CODEWITHSUNDEEP
parsingscrapyweb-crawler
omrcm
omrcm

Reputation: 31

Scrapy parse pagination without next link

I'm trying to parse a pagination without next link. The html is belove:

<div id="pagination" class="pagination">
    <ul>
        <li>
            <a href="//www.demopage.com/category_product_seo_name" class="page-1 ">1</a>
        </li>
        <li>
            <a href="//www.demopage.com/category_product_seo_name?page=2" class="page-2 ">2</a>
        </li>
        <li>
            <a href="//www.demopage.com/category_product_seo_name?page=3" class="page-3 ">3</a>
        </li>
        <li>
            <a href="//www.demopage.com/category_product_seo_name?page=4" class="page-4 active">4</a>
        </li>
        <li>
            <a href="//www.demopage.com/category_product_seo_name?page=5" class="page-5">5</a>
        </li>
        <li>
            <a href="//www.demopage.com/category_product_seo_name?page=6" class="page-6 ">6</a>
        </li>
        <li>
                <span class="page-... three-dots">...</span>
        </li>
        <li>
           <a href="//www.demopage.com/category_product_seo_name?page=50" class="page-50 ">50</a>
        </li>
    </ul>   
</div>

For this html I have try this xpath:

response.xpath('//div[@class="pagination"]/ul/li/a/@href').extract()
or 
response.xpath('//div[@class="pagination"]/ul/li/a/@href/following-sibling::a[1]/@href').extract()

is there a good way to parse this pagination?

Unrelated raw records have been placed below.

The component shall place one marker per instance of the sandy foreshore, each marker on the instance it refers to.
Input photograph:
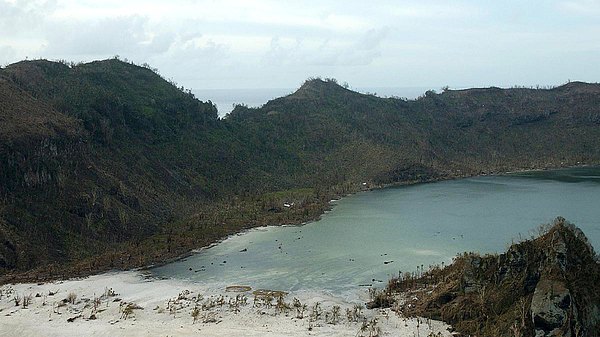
(127, 304)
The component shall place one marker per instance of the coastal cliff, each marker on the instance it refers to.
(547, 286)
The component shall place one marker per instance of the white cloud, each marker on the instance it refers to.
(236, 43)
(581, 7)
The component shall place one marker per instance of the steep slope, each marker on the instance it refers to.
(105, 161)
(542, 287)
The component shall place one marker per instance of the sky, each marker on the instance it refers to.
(279, 44)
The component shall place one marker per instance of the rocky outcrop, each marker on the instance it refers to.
(546, 287)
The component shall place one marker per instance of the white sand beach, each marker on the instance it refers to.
(127, 304)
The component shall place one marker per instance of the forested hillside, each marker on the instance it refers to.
(107, 165)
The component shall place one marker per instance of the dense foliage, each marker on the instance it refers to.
(101, 162)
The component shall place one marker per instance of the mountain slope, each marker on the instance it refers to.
(107, 159)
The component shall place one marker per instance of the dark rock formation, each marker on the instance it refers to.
(549, 286)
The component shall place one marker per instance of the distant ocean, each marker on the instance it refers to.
(225, 99)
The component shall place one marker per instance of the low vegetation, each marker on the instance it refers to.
(545, 286)
(103, 162)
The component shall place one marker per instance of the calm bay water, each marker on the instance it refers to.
(371, 236)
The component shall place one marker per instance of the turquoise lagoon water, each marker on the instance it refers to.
(369, 237)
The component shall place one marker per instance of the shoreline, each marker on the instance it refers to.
(126, 304)
(41, 275)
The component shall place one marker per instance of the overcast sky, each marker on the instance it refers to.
(272, 44)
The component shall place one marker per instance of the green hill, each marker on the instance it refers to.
(108, 165)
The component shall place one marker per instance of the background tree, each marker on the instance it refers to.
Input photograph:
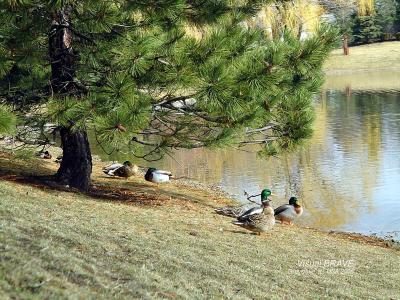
(133, 74)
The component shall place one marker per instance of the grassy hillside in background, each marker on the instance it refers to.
(380, 56)
(166, 242)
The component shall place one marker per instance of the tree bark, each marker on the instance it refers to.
(76, 165)
(345, 45)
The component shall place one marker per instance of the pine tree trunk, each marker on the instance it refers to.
(76, 165)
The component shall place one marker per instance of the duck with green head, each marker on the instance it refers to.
(157, 176)
(239, 210)
(121, 170)
(258, 222)
(288, 212)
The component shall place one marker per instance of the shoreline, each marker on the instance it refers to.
(166, 241)
(223, 198)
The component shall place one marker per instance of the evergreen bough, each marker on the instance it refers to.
(156, 75)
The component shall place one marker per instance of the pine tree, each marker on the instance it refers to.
(156, 75)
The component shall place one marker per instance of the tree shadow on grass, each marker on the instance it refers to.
(36, 173)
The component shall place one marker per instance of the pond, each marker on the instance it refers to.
(347, 176)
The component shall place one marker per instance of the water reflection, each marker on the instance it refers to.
(347, 175)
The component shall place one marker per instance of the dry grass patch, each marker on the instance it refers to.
(57, 244)
(379, 56)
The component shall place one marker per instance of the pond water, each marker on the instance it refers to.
(347, 176)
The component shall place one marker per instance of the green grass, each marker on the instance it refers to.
(56, 245)
(380, 56)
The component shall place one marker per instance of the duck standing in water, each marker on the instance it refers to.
(44, 154)
(121, 170)
(288, 212)
(239, 210)
(258, 222)
(157, 176)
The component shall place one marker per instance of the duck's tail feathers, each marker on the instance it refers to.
(237, 223)
(181, 177)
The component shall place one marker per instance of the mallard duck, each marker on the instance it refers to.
(44, 154)
(157, 176)
(289, 212)
(121, 170)
(239, 210)
(258, 222)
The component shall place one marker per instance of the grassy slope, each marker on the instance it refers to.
(64, 245)
(380, 56)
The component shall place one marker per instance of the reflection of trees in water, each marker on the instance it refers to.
(335, 173)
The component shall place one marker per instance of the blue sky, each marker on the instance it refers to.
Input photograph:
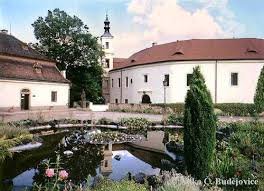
(137, 23)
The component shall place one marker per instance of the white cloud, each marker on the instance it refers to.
(164, 21)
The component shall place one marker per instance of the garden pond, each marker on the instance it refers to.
(115, 161)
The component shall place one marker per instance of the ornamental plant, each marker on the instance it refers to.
(199, 127)
(259, 94)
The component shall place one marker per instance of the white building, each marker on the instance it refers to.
(107, 60)
(28, 80)
(231, 68)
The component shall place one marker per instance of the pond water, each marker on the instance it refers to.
(113, 161)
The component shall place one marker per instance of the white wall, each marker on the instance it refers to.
(248, 72)
(109, 53)
(40, 93)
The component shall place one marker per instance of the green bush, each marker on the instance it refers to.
(173, 119)
(104, 121)
(259, 94)
(9, 131)
(124, 185)
(177, 108)
(199, 127)
(236, 109)
(135, 123)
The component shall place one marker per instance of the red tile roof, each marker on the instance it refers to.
(10, 45)
(197, 49)
(23, 70)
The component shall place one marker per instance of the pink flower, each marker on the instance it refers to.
(63, 174)
(49, 172)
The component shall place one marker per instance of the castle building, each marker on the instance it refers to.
(162, 73)
(29, 80)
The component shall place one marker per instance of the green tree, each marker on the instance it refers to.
(199, 127)
(66, 40)
(259, 94)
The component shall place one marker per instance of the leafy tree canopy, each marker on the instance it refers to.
(67, 40)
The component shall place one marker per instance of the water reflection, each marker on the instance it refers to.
(113, 161)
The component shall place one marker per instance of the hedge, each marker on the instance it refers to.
(236, 109)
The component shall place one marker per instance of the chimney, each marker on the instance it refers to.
(154, 44)
(4, 31)
(63, 73)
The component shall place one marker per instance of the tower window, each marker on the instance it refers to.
(189, 79)
(234, 79)
(119, 82)
(107, 63)
(53, 96)
(106, 45)
(126, 81)
(145, 78)
(167, 79)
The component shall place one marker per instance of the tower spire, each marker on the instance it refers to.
(107, 27)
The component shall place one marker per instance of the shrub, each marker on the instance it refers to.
(173, 119)
(135, 123)
(259, 94)
(104, 121)
(236, 109)
(177, 108)
(9, 131)
(199, 127)
(124, 185)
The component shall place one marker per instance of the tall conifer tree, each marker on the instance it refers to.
(199, 127)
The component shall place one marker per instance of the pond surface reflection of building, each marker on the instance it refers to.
(106, 164)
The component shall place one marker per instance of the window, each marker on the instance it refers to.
(53, 96)
(167, 79)
(107, 83)
(234, 79)
(145, 78)
(189, 79)
(107, 63)
(119, 82)
(107, 45)
(126, 81)
(106, 163)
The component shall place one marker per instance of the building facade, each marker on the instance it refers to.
(28, 80)
(162, 73)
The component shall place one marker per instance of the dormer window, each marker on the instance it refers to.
(38, 68)
(179, 51)
(107, 45)
(252, 50)
(24, 46)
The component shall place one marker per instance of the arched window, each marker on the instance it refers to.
(146, 99)
(25, 99)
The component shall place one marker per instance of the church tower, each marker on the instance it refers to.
(107, 60)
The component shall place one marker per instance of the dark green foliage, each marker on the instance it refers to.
(259, 94)
(199, 127)
(236, 109)
(175, 107)
(67, 40)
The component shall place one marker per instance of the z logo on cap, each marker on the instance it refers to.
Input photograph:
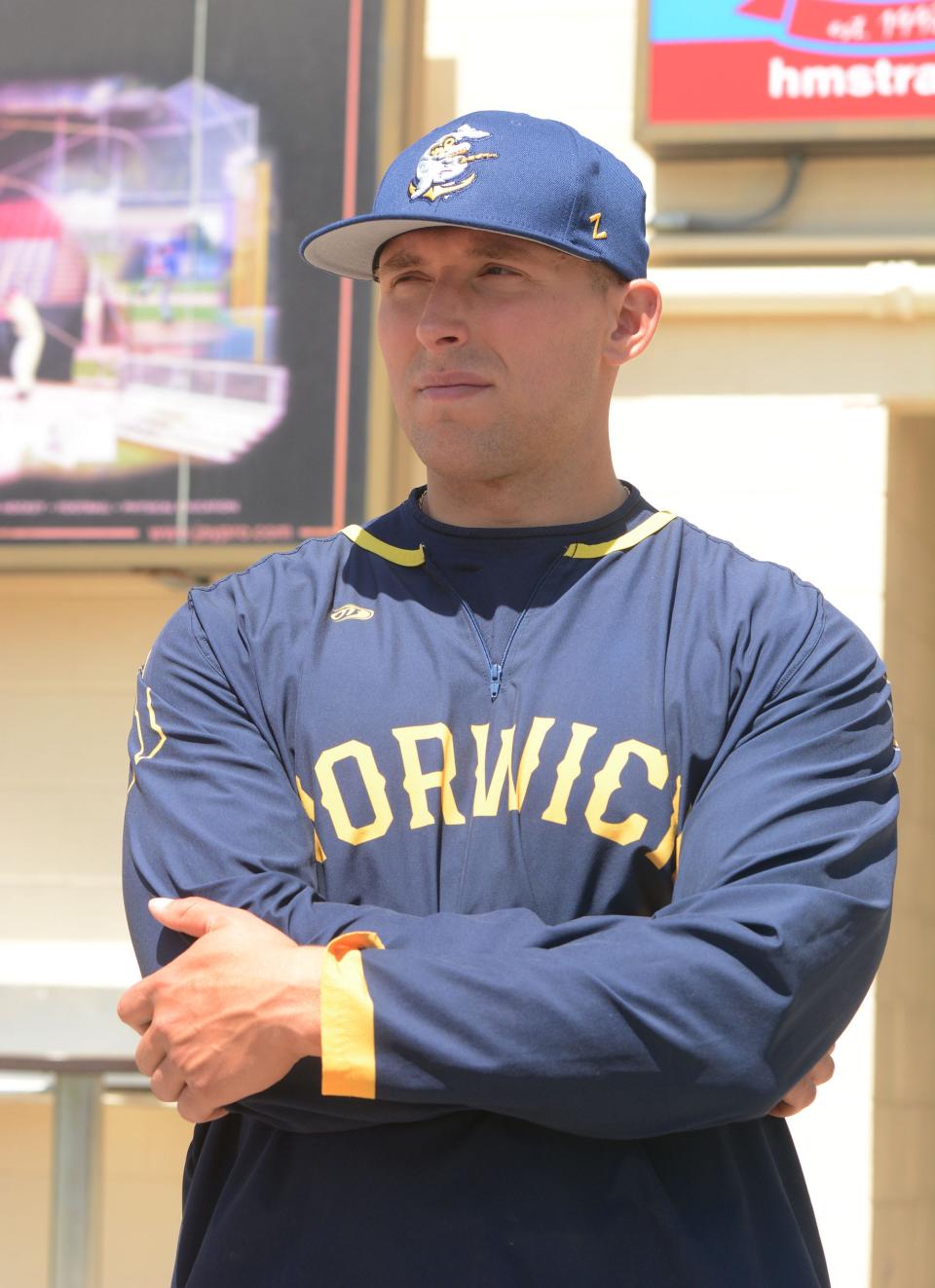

Thanks for all.

PS: I have checked this answers too:

Answer 1

Answer 2

Upvotes: 1

Views: 640

Answers (2)

Ikram Khan Niazi
Ikram Khan Niazi

Reputation: 807

You can simply get all the pagination links and run it inside the loop every time you have to call the below code and available pagination links will be returned by the selector. You don't need to worry about duplicate URLs as scrapy will handle this one for you. You can also use scrapy Rules as well.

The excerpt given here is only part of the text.